Former Foreign Minister Shah Mehmood Qurashi’s son Zain will be contesting the election on the seat (NA-148) vacated by his father. Dr Zulifqar Mirza’s son will be contesting by-election on his father’s vacated Sindh Provincial Assembly seat from Badin.
Moonis Elahi, the heir of Chaudhrys of Gujrat, is a member of Punjab Assembly. PM’s son Qadir Gilani and Moonis Elahi are already tinted with corruption charges but as corruption is no more considered unethical or immoral in the land of the pure, they are likely to be the future political leaders. The prevailing election system protects dynastic politics and encourages constituencies-based elections.
The majority of seats in the National and Provincial Assemblies are from rural areas of the country where majority of voters are illiterate, poor and depend on feudal lords for their livelihood.
The pertinent question is: Do these new generation politicians have a vision of future direction that the nation must take and the goal that it must aim at? Did they have a deep comprehension of the historical and cultural ethos of the nation and an understanding of the regional and international environment within which they have to operate?
Are they able to inspire the nation through persuasion and personal conduct to follow them in pursuit of the goals that they have set for the nation? Do they have the organisation skills to guide the military and civil bureaucrats to the realisation of the national aims and objectives through the adoption of appropriate policies in various fields?

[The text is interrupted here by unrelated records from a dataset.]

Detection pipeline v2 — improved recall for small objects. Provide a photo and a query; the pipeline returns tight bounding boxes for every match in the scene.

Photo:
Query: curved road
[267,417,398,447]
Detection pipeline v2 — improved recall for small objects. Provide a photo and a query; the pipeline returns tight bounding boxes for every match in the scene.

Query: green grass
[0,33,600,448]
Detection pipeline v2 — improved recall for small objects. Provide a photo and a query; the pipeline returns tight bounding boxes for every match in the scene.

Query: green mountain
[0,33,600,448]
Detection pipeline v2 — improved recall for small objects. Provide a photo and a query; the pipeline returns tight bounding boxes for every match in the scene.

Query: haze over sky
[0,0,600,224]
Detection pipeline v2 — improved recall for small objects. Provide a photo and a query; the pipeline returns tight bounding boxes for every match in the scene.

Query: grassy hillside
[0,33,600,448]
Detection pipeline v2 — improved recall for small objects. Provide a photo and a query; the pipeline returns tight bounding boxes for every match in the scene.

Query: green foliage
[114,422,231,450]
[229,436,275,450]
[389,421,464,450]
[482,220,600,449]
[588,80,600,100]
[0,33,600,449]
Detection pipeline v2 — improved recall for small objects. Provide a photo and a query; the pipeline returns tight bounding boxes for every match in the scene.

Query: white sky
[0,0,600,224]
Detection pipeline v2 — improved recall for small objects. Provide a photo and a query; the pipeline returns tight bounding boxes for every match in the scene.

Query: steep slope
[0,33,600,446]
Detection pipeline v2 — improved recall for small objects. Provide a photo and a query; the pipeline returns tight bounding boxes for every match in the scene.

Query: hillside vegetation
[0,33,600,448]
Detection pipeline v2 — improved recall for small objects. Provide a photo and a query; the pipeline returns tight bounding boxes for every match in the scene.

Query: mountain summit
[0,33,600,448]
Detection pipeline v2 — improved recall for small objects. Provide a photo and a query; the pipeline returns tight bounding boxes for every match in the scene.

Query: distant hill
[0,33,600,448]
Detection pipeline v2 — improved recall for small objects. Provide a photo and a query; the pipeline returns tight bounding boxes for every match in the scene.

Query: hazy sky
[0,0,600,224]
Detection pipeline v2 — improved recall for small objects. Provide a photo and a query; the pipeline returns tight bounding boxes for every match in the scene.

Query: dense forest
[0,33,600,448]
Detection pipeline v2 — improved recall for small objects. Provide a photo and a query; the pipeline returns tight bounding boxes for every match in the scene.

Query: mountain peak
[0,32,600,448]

Leaders are made not born but unfortunately here the political leaders are born with a belief that wisdom resides in them alone, and that they have the rights to rule the poverty ridden masses, although they prove to be mediocre, incompetent, selfish, having no vision of leadership and knowledge of good governance.
They are immune to the use of reason of logic when approaching any matter or issue relating to statecraft or for that matter to anything that pertains to Pakistan’s existence. Although the new generation politicians are well-educated but lack worthwhile experience, moral integrity or any natural talent that could get the country going in the right direction.